Chinese access to websites covering sensitive topics such as Tibet have remained blocked despite an announcement from Google that it had stopped censoring its Chinese-language search engine.
The web giant announced earlier this week that it had stopped filtering results on China-based Google.cn and was redirecting mainland Chinese users to an uncensored site in Hong Kong – effectively closing down the mainland site.
Searches of subjects like “Falun Gong” and “June 4” on Tuesday – referring to the Tiananmen pro-democracy protests in 1989 – from mainland computers ended with the message: “Internet Explorer cannot display the web page”.
Even when a list of results came up for other sensitive key words such as “Tibet riot” and “Amnesty International” not all of the sites could be opened and the response “cannot display the website” again was seen.

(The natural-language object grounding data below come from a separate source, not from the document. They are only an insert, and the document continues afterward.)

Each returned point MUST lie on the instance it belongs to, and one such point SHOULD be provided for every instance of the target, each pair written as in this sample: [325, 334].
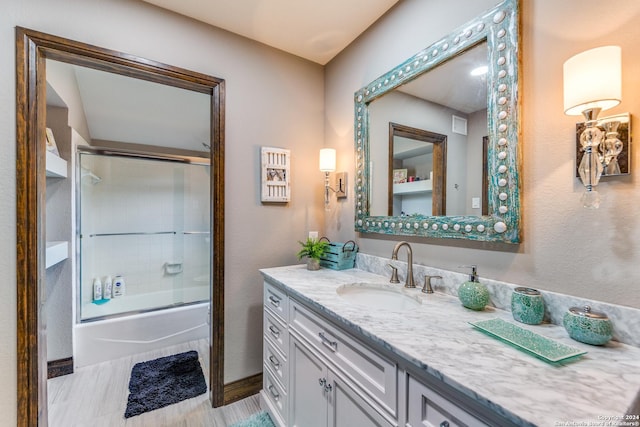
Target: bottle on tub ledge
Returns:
[97, 289]
[119, 286]
[107, 288]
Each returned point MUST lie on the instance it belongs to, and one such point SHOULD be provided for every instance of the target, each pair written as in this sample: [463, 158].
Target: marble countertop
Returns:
[436, 337]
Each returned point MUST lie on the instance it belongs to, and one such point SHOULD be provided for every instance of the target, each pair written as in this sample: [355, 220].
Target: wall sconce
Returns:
[593, 83]
[328, 165]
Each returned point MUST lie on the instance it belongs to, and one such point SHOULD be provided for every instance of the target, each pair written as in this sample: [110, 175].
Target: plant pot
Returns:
[313, 264]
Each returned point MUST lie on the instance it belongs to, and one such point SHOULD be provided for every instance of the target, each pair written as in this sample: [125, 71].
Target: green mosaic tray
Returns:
[544, 348]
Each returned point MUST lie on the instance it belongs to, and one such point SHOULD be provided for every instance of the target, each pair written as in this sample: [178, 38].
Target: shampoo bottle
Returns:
[97, 289]
[472, 293]
[118, 286]
[107, 288]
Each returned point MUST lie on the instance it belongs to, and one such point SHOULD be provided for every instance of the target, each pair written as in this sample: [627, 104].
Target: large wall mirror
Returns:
[460, 178]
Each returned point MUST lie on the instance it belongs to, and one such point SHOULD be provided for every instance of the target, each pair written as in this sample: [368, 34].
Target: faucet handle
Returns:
[394, 274]
[427, 289]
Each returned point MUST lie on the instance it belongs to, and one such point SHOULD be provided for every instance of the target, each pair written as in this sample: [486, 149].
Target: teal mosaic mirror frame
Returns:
[500, 28]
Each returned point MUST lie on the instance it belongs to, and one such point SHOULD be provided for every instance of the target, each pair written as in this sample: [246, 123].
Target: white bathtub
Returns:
[108, 339]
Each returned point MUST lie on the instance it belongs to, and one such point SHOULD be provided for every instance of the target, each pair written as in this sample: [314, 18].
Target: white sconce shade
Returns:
[327, 160]
[593, 79]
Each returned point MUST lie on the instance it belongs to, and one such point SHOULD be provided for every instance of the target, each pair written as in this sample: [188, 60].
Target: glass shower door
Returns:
[146, 221]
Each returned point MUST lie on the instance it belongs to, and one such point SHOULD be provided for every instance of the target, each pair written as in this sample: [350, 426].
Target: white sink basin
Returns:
[378, 295]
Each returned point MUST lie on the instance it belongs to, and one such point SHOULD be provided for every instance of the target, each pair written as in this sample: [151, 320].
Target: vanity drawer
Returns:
[374, 373]
[276, 332]
[276, 301]
[275, 397]
[276, 363]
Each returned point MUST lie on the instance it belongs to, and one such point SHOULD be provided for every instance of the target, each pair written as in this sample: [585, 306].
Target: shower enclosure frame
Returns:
[128, 154]
[32, 50]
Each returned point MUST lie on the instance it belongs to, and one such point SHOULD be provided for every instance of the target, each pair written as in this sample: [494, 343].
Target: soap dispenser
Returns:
[472, 293]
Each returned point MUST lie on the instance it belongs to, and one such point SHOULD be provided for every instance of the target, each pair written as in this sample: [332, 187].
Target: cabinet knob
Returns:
[274, 331]
[273, 392]
[333, 345]
[275, 301]
[274, 361]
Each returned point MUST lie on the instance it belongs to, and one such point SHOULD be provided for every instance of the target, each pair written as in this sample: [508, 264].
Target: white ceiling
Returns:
[316, 30]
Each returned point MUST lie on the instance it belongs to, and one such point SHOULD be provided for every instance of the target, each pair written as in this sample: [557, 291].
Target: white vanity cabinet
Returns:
[274, 395]
[318, 374]
[328, 371]
[320, 397]
[425, 407]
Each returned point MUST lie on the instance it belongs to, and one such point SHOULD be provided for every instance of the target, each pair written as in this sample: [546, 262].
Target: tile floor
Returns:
[96, 396]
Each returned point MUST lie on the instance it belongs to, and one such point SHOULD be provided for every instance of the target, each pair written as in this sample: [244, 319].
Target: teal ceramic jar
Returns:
[473, 295]
[527, 306]
[588, 326]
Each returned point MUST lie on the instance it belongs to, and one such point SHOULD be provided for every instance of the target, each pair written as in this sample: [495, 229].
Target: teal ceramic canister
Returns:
[588, 326]
[527, 306]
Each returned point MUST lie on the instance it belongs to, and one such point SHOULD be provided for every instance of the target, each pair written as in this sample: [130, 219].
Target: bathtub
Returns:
[111, 338]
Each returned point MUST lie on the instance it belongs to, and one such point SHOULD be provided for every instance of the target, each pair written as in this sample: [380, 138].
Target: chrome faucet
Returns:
[409, 283]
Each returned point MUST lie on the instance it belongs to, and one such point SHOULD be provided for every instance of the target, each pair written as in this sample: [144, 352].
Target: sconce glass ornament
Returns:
[592, 83]
[591, 168]
[611, 148]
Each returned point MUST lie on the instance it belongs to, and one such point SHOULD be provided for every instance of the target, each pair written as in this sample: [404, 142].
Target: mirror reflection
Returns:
[450, 101]
[463, 88]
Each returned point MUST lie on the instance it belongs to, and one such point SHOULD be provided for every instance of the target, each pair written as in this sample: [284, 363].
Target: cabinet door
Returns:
[425, 407]
[307, 381]
[347, 408]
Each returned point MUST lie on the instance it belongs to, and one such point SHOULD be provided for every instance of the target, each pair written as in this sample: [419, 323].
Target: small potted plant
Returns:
[313, 249]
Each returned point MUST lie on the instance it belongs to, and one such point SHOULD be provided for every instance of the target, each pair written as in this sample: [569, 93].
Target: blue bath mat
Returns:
[261, 419]
[161, 382]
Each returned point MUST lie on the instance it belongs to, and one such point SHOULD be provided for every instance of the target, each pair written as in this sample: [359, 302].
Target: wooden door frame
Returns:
[32, 49]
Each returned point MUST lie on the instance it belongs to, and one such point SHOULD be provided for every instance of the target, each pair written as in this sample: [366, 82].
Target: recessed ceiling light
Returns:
[480, 71]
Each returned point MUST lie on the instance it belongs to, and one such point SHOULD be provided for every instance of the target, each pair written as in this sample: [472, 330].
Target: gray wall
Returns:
[566, 248]
[272, 99]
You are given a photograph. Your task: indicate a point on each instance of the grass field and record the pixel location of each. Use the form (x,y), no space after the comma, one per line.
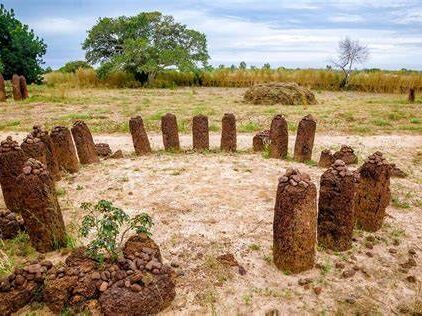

Websites of organisations deemed by China’s ruling Communist Party to be hostile to the nation – such as the Epoch Times, Peacehall and groups supporting the Tiananmen Democracy Movement – were all still blocked.
And popular websites such as Google’s video-sharing service YouTube also continued to be inaccessible from Beijing despite the re-routing through Google.com.hk.
The same searches on Google.com.hk from computers in Hong Kong displayed full results – suggesting that China was itself using its “Great Firewall” of web censorship to keep users from having unfettered internet access.
Google’s action came a little more than two months after the internet giant said it had been the victim of cyberattacks originating from China.
“Earlier today we stopped censoring our search services – Google Search, Google News, and Google Images – on Google.cn,” Google chief legal officer David Drummond said in a post on the company’s official blog.
“Users visiting Google.cn are now being redirected to Google.com.hk, where we are offering uncensored search in simplified Chinese, specifically designed for users in mainland
China and delivered via our servers in Hong Kong.”
China quickly denounced the move, saying Google had “violated its written promise” and was “totally wrong” to stop censoring its Chinese language search engine and to blame Beijing for alleged hacker attacks.